“BlacKkKlansman” continues the trend of films based on true stories – along with the likes of “I, Tonya” and “The Disaster Artist” – that would be labeled as illogically plotted if they were fictional. This Spike Lee joint is the story of Ron Stallworth, not the Steelers player but rather a Colorado Springs detective who infiltrated the Ku Klux Klan as an undercover detective in the 1970s, despite being black.
Although this is not the Dave Chappelle skit it seems to be, “BlacKkKlansman” is still quite funny (though not the laugh-out-loud kind) as we soak up the absurdity of the situation. Ron (John David Washington, Denzel’s son) makes the mistake of using his real name when impulsively calling a phone number to join the KKK so he can prove his worth as an undercover officer. White fellow detective Flip (Adam Driver) then has to pose as Ron for the face-to-face meetings, but technically Ron becomes a black Klansman, with a membership card.
As it moves forward, the film skirts the line between humor and the low-grade melancholy of the Klan, which includes a member who “passes” as white but is clearly brown-skinned. Connie (Ashlie Atkinson) wants to play a bigger role, rather than just preparing veggies and dip when her husband Felix (Jasper Pääkkönen) hosts meetings. And Paul Walter Hauser – Shawn Eckhardt in “I, Tonya” — again steals scenes; here he is Ivanhoe, who clearly just wants a group to belong to, but sometimes slips and says something like “(Black people) sure can dance, though.”
Lee and the screenwriters (Charlie Wachtel, David Rabinowitz, Kevin Willmott and Lee himself) nicely illustrate the tragedy that can come from putting your group – white, black or blue – above all else, along with the intellectual dishonesty required to prop up group-think.
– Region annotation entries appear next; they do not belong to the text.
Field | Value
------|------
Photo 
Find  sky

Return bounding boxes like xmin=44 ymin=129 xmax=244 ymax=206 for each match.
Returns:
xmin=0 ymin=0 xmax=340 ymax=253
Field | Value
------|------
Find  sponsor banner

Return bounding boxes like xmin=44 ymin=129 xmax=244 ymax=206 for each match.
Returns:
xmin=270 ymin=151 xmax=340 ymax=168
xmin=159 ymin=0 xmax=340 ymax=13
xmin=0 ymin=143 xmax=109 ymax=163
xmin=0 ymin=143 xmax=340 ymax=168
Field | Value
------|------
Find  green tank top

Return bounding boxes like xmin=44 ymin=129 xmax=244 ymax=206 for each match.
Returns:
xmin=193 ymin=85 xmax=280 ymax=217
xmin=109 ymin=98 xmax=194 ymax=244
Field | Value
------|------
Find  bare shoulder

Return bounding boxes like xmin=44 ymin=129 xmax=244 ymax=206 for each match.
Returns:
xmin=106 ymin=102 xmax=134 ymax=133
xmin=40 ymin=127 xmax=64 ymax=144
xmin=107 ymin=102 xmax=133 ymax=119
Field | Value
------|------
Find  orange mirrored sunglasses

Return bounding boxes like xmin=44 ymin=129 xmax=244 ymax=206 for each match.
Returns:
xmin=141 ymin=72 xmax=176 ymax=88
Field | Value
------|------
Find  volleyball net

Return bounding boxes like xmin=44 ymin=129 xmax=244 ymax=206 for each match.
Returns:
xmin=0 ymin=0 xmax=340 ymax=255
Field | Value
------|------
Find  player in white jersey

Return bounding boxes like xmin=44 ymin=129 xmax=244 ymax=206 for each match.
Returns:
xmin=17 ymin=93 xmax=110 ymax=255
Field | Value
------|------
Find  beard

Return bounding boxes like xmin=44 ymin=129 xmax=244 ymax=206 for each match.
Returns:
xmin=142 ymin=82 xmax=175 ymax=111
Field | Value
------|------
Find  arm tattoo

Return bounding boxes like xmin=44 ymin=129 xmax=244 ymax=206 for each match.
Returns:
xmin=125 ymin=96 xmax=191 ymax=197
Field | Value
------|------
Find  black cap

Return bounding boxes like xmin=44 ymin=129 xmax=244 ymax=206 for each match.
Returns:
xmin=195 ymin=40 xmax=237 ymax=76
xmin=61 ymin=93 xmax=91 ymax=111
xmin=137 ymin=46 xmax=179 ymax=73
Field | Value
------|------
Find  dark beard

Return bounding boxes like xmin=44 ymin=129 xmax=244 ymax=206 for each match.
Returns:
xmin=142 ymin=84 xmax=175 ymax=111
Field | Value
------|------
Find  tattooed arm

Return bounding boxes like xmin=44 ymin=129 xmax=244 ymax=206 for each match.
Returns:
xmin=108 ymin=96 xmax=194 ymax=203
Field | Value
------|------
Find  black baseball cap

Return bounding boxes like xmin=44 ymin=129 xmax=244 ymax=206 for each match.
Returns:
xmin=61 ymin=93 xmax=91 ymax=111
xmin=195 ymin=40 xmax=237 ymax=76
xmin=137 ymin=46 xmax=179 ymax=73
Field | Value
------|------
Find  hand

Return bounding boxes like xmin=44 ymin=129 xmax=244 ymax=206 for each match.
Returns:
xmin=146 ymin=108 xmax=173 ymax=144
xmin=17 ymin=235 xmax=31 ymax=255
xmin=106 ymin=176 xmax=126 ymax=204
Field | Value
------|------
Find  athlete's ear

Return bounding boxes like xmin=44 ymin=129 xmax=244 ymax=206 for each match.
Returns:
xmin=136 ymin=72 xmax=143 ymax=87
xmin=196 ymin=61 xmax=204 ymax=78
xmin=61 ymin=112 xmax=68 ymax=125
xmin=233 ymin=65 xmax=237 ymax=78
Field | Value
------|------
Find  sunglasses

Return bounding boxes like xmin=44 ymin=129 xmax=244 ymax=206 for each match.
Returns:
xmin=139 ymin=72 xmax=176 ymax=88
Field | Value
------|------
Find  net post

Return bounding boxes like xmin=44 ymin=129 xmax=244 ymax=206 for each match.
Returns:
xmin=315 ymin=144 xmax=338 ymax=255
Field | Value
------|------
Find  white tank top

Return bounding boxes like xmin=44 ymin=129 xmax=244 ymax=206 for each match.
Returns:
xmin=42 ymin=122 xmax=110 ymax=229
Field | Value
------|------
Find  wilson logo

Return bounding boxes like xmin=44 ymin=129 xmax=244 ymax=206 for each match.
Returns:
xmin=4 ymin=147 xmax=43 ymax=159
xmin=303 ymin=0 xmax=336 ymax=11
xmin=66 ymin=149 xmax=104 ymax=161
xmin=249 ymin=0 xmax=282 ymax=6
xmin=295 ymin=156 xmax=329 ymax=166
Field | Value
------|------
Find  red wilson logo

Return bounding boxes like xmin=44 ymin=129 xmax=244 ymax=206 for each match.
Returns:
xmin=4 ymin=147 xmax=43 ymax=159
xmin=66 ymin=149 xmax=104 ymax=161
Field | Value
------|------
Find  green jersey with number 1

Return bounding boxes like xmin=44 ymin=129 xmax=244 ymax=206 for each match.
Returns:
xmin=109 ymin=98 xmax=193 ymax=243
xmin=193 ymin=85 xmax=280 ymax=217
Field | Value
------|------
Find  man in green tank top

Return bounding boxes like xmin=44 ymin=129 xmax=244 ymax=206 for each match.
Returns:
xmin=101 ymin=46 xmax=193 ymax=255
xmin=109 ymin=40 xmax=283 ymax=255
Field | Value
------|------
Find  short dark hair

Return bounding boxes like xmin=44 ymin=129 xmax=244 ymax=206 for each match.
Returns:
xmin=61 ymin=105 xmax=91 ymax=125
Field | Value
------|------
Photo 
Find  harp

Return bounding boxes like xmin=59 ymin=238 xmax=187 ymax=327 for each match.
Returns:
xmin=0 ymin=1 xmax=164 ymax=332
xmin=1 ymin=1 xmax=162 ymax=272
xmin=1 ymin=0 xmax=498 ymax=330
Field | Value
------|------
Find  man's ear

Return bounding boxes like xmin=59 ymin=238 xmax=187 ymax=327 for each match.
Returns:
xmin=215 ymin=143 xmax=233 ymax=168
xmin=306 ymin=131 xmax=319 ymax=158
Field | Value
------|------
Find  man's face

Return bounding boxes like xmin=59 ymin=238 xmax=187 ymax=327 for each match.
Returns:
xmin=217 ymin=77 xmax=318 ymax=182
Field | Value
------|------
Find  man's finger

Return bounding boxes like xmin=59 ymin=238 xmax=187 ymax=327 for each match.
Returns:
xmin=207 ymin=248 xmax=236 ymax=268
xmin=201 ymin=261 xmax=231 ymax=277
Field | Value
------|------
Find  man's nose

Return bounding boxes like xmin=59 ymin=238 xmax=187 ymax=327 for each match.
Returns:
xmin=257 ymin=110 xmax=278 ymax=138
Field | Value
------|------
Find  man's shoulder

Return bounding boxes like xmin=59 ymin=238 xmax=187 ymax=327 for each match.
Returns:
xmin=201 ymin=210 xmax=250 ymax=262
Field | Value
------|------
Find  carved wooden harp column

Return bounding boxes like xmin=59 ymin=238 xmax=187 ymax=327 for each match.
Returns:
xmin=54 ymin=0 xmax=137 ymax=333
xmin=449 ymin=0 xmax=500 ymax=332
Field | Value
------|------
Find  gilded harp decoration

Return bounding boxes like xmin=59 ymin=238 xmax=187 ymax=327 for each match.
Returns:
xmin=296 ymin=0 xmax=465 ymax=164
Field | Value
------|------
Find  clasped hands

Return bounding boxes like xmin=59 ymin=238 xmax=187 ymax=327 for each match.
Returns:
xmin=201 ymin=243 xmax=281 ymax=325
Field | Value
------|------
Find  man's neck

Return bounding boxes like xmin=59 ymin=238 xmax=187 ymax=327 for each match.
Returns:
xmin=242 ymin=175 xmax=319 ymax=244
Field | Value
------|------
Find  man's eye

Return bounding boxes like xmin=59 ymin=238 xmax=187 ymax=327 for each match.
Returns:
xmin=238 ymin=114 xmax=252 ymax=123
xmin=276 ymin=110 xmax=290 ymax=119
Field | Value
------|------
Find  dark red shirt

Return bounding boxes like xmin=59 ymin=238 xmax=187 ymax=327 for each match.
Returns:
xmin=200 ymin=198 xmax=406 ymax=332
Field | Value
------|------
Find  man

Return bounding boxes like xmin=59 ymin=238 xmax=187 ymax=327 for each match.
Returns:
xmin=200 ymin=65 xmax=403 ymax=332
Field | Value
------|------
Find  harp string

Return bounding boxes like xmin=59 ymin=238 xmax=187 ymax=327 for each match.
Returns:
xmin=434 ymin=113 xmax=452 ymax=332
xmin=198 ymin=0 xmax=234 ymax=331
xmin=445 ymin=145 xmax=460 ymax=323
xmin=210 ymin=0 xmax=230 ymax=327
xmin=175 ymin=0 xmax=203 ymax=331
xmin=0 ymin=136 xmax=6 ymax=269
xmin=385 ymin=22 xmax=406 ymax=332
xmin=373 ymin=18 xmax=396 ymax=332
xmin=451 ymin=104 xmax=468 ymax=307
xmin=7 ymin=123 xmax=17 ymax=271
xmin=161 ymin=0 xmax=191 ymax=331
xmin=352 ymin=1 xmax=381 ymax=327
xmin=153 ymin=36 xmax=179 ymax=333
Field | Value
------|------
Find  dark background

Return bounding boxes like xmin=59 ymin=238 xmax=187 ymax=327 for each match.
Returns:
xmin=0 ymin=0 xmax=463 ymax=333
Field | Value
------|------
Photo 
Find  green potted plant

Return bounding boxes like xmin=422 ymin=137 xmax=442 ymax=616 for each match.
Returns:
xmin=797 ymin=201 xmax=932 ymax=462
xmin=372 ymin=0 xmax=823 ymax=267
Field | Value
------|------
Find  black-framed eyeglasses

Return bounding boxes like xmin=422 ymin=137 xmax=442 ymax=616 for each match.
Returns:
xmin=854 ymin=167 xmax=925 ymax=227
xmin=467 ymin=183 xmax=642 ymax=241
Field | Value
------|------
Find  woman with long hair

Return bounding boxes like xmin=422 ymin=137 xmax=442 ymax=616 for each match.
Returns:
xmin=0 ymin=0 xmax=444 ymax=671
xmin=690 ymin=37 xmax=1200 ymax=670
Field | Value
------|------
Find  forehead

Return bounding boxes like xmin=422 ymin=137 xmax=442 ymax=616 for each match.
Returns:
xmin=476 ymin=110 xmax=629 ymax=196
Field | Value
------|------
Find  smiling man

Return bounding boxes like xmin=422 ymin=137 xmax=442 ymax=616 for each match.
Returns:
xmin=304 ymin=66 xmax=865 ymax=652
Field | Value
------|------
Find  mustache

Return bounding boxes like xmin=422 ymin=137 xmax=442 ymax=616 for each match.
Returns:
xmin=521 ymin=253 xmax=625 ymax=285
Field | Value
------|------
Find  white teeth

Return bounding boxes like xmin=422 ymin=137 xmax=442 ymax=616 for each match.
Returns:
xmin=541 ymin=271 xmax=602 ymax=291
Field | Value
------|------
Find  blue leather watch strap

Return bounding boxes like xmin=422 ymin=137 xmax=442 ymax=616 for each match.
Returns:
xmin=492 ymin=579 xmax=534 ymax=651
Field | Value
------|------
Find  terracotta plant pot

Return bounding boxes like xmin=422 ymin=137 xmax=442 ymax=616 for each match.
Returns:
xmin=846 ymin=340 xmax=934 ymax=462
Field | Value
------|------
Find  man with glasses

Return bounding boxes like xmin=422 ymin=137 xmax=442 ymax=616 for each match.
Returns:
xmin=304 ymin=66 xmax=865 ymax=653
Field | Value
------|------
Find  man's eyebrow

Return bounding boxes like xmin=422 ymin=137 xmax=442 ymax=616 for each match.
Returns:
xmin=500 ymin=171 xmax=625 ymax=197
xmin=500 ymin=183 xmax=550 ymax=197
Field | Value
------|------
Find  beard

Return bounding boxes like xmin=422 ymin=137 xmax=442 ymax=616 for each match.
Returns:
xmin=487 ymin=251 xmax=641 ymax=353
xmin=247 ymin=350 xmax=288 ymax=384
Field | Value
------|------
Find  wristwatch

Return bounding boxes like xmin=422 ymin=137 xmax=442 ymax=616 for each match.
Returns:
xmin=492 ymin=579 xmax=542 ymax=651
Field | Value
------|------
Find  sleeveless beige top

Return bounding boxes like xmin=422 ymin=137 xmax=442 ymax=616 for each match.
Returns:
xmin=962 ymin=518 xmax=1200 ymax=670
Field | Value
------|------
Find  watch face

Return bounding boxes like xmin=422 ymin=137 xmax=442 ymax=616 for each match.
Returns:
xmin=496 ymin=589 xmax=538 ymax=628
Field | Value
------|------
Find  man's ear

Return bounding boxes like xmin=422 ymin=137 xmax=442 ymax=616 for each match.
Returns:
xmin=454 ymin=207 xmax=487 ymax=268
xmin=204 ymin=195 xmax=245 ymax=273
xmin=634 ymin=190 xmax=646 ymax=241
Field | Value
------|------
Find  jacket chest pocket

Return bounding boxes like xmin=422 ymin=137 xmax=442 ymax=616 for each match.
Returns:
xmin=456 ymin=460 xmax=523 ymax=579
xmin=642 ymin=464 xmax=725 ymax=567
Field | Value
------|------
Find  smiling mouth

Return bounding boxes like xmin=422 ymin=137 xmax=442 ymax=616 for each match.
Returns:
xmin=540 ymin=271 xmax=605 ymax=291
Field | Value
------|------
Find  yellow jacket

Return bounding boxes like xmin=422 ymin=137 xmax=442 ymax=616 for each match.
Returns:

For instance, Ron’s love interest, Patrice (Laura Harrier), the president of Colorado College’s Black Student Union, believes all cops are bad even though she knows a good one intimately.
Although I don’t doubt that longtime KKK bigwig David Duke (Topher Grace) believes what he says about white genetic superiority, the film positions things so he is giving his stump speech while Ron stands nearby, having been assigned as to his police detail. A viewer gets a sense that Duke couldn’t say these things directly to Ron’s face, because once you know a person, it’s hard to hate or even minimize them based on something superficial. And it’s interesting to wonder what Duke must’ve thought after eventually learning that his good telephone friend Ron is a black man.
Lee does a nice job of blending various tones. Split-screen scenes showing Ron and Duke talking on the phone never cease to be amusing, but “BlacKkKlansman” gradually works its way to a serious final statement. Peppered throughout the film are history lessons, including Patrice’s driving-while-black encounter and Ron being called “toad” by a racist fellow officer.
It’s less personal when a guest speaker for the Black Student Union gives a monologue about an early 20th century tragedy of his mentally challenged friend being brutalized and killed in the street after a wrongful rape conviction. But Lee punctuates the monologue with the students’ gasps, elevating the story from cold factual narrative.
After nailing the landing on many of its threads, notably the ongoing Ron-Duke phone relationship, “BlacKkKlansman” doesn’t necessarily need the closing montage of current events to illustrate that the issues of the 1970s are still going on today. But I found it didn’t jar the movie’s flow too much.
While the film certainly shows black and white people working together (Michael Buscemi’s white Jimmy is on the team with Jewish Flip and black Ron), the broader realities about race relations are never far from the surface. It’s a low-grade funny movie, and it even has some warm and happy moments. But “BlacKkKlansman” ultimately leaves a viewer depressed that 2018 is not a notably more harmonious time than the 1970s.